Gobin went to graduate school and soon founded Warrior Hike. Outdoor companies donated hiking gear and clothing. Veterans organizations helped host veterans in towns along the Appalachian Trail.

Gobin also partnered with Georgia Southern University. The university wanted to see how the trail program would work as a therapy program. Veterans were asked to fill out surveys along their trip. The university also gave veterans therapy strategies to use on the trail.

The Warrior Hike program soon expanded to include trails in New Mexico, California, Florida and others.

Gobin then started receiving emails from veterans who physically couldn’t hike hundreds of miles.

The Warrior Bike and Warrior Paddle programs were soon added.
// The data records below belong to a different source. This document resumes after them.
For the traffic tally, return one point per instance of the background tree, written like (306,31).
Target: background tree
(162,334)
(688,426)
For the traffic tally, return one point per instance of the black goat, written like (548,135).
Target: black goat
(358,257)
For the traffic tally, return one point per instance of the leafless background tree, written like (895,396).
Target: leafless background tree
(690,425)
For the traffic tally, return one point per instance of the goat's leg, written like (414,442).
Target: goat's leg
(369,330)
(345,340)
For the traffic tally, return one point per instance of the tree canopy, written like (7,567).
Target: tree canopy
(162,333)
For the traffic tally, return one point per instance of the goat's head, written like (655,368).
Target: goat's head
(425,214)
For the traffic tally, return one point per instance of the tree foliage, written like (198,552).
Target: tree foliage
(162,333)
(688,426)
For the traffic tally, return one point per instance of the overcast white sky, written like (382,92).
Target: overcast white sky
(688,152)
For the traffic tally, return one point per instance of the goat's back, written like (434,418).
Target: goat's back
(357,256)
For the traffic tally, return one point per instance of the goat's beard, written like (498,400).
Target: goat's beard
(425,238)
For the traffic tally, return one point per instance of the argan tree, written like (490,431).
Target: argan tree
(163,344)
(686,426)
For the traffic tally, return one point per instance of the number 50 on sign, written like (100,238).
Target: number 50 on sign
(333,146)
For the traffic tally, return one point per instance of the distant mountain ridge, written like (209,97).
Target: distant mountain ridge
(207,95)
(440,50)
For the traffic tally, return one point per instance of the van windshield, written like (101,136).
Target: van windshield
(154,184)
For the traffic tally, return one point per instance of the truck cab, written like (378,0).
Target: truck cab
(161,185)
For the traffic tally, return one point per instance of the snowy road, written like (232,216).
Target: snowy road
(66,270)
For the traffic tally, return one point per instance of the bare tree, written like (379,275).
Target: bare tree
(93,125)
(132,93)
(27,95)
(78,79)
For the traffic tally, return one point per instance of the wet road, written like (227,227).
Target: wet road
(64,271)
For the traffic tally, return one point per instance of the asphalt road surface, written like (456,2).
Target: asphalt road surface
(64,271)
Sue Easton of Bryson, North Carolina, raised her hand soon after Gobin had finished his presentation.

“How do we get our name on a list if a veteran needs a ride? We live in North Carolina right by the Appalachian Trail,” the first-time WIT attendee said.

Gobin handed her his card with an email address on it.

“Something like this, I would love to be able to help,” Easton said, especially as her dad was retired military.

“It sounds like a wonderful program,” she said.